En 1932 et 1933, le NSDAP de Hitler ne gagne pas les élections sur son projet antisémite et guerrier, mais bien sur la promesse de donner du travail aux Allemands touchés de plein fouet par la crise économique. La fibre sociale de Marine Le Pen correpond à une démarche électoraliste qui utilise les difficultés économiques et les souffrances pour appuyer sur l'idée de "préférence nationale". L'alternance gauche-droite est rendue responsable de tous les échecs économiques et socaiux de la société française. Face à la langue de bois, la recette populiste de la "franchise" est sans cesse reprise, vieille antienne, pour condamner d'avance toutes les solutions et stratégies économiques proposées par les partis politiques traditionnels. En cela l'argumentaire FN rejoint celui de l'extrême-gauche. Si le Front n'est pas encore anti-capitaliste, il est déjà révolutionnaire, au sens national du terme.

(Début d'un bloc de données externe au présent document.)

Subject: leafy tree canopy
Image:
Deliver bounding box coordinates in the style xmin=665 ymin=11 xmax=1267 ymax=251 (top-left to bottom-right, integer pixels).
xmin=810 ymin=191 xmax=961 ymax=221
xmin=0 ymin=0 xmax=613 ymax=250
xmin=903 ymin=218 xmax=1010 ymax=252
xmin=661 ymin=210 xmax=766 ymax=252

De la même manière, les humiliations à répétition des Allemands après leur défaite en 1918 ont créé un besoin inversement proportionnel de reconnaissance porté par le projet raciste des nazis. En 2011, les Français, auxquels on explique que des politiques indigentes sont liées à l'impuissance française, que c'est leur faute s'ils ne sont pas compétitifs et travailleurs, ont besoin d'entendre qu'ils sont capables de se débrouiller seuls. Le report sur l'Europe, l'Euro et les "technocrates de Bruxelles" de nombre de difficultés, appuie la thèse frontiste de sortie de l'UE (alors que la marché commun, c'est 60% des débouchés économiques de la France!). L'accumulation des clichés sur la "délinquance d'origine étrangère", les faux débats sur l'identité nationale, la chasse aux Roms créent de nouveaux bouc-émissaires : les musulmans. Le jeu dangereux du sarkozisme du discours fumeux de Grenoble légitime, par la voix présidentielle, le droit à la haine, l'islamophobie.
Les discours complexes laissent alors la place à des raccourcis sans fondements. Il est bien plus facile de conforter les préjugés que de les combattre. Si Marine Le Pen fait dans le social, qu'elle lisse l'image du FN "qui fait peur", elle reste nationaliste et l'assume. On peut donc dire qu'elle incarne le National-socialisme à la Française.